Autor: Eliason CM; Grainger Bioinformatics Center, The Field Museum of Natural History, Chicago, IL, United States., Proffitt JV; Jackson School of Geosciences, The University of Texas at Austin, Austin, TX, United States.; Department of Pathology & Anatomical Sciences, Missouri University, Columbia, MO, United States., Clarke JA; Jackson School of Geosciences, The University of Texas at Austin, Austin, TX, United States.
Jazyk: angličtina
Zdroj: Evolution; international journal of organic evolution [Evolution] 2023 Feb 04; Vol. 77 (2), pp. 342-354.

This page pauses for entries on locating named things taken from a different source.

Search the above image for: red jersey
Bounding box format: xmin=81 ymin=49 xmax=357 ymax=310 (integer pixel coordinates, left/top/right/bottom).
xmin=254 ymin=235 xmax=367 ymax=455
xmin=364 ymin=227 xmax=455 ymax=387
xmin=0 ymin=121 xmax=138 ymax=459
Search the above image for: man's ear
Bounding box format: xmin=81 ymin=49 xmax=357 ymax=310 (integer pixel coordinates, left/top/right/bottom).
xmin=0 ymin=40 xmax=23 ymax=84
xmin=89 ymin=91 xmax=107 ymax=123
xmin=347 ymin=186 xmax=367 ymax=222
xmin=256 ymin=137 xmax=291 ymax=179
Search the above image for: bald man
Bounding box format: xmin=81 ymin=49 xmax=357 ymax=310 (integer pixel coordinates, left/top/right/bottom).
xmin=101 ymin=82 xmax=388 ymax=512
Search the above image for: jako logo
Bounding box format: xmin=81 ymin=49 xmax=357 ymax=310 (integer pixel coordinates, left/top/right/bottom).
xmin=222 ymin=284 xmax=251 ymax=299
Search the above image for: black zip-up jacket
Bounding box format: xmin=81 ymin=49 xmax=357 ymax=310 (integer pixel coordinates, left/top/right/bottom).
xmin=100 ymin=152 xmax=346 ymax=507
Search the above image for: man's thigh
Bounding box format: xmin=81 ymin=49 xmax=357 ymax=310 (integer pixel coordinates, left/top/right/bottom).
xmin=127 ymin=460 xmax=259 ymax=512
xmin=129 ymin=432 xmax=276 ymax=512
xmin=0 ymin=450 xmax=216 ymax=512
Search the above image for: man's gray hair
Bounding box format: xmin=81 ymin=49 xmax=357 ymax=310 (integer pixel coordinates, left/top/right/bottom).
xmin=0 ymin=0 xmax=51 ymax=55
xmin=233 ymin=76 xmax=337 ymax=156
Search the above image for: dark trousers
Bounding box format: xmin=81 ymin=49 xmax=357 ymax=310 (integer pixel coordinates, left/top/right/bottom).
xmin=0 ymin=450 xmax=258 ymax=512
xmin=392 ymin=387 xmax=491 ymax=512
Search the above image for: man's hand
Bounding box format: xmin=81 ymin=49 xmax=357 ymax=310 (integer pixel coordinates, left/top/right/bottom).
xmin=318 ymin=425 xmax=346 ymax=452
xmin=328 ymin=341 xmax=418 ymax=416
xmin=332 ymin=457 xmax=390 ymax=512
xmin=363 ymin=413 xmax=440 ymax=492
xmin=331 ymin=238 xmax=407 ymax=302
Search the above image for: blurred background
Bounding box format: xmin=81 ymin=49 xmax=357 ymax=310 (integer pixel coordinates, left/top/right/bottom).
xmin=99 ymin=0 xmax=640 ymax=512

DOI: 10.1093/evolut/qpac039
Abstrakt: High disparity among avian forelimb and hind limb segments in crown birds relative to non-avialan theropod dinosaurs, potentially driven by the origin of separate forelimb and hind limb locomotor modules, has been linked to the evolution of diverse avian locomotor behaviors. However, this hypothesized relationship has rarely been quantitatively investigated in a phylogenetic framework. We assessed the relationship between the evolution of limb morphology and locomotor behavior by comparing a numerical proxy for locomotor disparity to morphospace sizes derived from a dataset of 1,241 extant species. We then estimated how limb disparity accumulated during the crown avian radiation. Lastly, we tested whether limb segments evolved independently between each limb module using phylogenetically informed regressions. Hind limb disparity increased significantly with locomotor disparity after accounting for clade age and species richness. We found that forelimb disparity accumulated rapidly early in avian evolution, whereas hind limb disparity accumulated later, in more recent divergences. We recovered little support for strong correlations between forelimb and hind limb morphology. We posit that these findings support independent evolution of locomotor modules that enabled the striking morphological and behavioral disparity of extant birds.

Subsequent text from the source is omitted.